In a long-sought victory for the gay rights movement, the Supreme Court ruled by a 5-to-4 vote on Friday that the Constitution guarantees a right to same-sex marriage.
The decision, which was the culmination of decades of litigation and activism, set off jubilation and tearful embraces across the country, the first same-sex marriages in several states, and resistance — or at least stalling — in others. It came against the backdrop of fast-moving changes in public opinion, with polls indicating that most Americans now approve of the unions.
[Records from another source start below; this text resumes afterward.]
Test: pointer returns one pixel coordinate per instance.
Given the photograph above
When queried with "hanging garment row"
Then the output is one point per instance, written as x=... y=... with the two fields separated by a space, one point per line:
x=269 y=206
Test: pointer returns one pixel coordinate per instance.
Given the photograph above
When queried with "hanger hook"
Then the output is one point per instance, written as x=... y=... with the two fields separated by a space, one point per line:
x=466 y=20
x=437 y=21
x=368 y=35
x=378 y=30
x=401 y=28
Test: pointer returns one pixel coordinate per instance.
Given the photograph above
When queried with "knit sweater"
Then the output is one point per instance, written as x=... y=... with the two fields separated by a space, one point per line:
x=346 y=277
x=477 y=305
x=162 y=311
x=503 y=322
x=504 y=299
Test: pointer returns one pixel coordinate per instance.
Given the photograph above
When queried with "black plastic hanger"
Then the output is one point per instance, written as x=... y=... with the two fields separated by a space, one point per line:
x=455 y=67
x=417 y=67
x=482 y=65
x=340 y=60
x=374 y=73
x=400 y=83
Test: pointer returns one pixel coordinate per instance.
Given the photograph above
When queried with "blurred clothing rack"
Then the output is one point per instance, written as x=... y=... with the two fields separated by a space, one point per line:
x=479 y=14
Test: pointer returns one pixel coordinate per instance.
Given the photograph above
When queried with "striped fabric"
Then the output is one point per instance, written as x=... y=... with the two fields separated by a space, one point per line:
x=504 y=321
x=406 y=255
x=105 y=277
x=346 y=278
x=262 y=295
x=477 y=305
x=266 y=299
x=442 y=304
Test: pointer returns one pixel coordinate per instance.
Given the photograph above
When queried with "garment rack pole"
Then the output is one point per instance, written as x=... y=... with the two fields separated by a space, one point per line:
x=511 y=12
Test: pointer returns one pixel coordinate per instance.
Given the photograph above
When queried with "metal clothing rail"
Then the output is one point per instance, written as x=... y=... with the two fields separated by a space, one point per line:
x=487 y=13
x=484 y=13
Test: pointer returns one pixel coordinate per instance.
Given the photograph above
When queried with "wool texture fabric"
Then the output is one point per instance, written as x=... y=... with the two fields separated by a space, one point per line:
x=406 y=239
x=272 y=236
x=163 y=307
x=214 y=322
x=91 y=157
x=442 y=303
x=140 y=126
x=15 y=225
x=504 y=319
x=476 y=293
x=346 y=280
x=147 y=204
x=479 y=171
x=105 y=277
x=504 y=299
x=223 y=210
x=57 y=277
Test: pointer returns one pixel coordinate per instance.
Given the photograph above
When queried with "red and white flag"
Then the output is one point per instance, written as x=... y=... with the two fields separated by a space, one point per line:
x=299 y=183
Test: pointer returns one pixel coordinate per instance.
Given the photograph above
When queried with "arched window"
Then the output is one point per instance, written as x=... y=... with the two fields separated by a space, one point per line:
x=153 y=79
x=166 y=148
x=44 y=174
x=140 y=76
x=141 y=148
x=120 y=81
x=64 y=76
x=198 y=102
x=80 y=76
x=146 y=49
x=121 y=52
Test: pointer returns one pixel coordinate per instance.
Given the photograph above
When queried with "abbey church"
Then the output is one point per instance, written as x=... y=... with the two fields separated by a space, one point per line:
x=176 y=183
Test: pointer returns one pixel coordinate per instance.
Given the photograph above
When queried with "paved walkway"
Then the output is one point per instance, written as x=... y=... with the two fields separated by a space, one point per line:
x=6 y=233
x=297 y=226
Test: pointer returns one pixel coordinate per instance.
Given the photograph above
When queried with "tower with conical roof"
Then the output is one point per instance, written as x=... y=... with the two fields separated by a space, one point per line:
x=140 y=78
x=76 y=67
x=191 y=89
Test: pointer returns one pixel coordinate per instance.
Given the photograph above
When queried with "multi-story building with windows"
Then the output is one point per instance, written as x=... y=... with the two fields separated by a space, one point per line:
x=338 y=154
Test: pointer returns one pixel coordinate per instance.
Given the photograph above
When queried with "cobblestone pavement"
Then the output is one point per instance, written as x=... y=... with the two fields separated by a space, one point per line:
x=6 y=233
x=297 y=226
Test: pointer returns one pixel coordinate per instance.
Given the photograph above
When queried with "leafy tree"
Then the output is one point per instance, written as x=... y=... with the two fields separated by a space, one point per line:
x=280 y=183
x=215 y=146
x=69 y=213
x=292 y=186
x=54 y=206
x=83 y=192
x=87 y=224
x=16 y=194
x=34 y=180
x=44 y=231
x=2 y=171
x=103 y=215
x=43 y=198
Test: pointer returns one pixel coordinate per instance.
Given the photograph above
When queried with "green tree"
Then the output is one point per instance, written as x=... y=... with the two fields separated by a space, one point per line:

“The opinion is couched in a style that is as pretentious as its content is egotistic,” Justice Scalia wrote of his colleague’s work. “Of course the opinion’s showy profundities are often profoundly incoherent.”
As Justice Kennedy finished announcing his opinion from the bench on Friday, several lawyers seated in the bar section of the court’s gallery wiped away tears, while others grinned and exchanged embraces.
In dissent, Chief Justice John G. Roberts Jr. said the Constitution had nothing to say on the subject of same-sex marriage.
“If you are among the many Americans — of whatever sexual orientation — who favor expanding same-sex marriage, by all means celebrate today’s decision,”
Chief Justice Roberts wrote.
“Celebrate the achievement of a desired goal. Celebrate the opportunity for a new expression of commitment to a partner. Celebrate the availability of new benefits. But do not celebrate the Constitution. It had nothing to do with it.”
Outside the Supreme Court, the police allowed hundreds of people waving rainbow flags and holding signs to advance onto the court plaza as those present for the decision streamed down the steps.
“Love has won,” the crowd chanted as courtroom witnesses threw up their arms in victory.
In remarks in the Rose Garden, President Obama welcomed the decision, saying it “affirms what millions of Americans already believe in their hearts.”
“Today,” he said, “we can say, in no uncertain terms, that we have made our union a little more perfect.”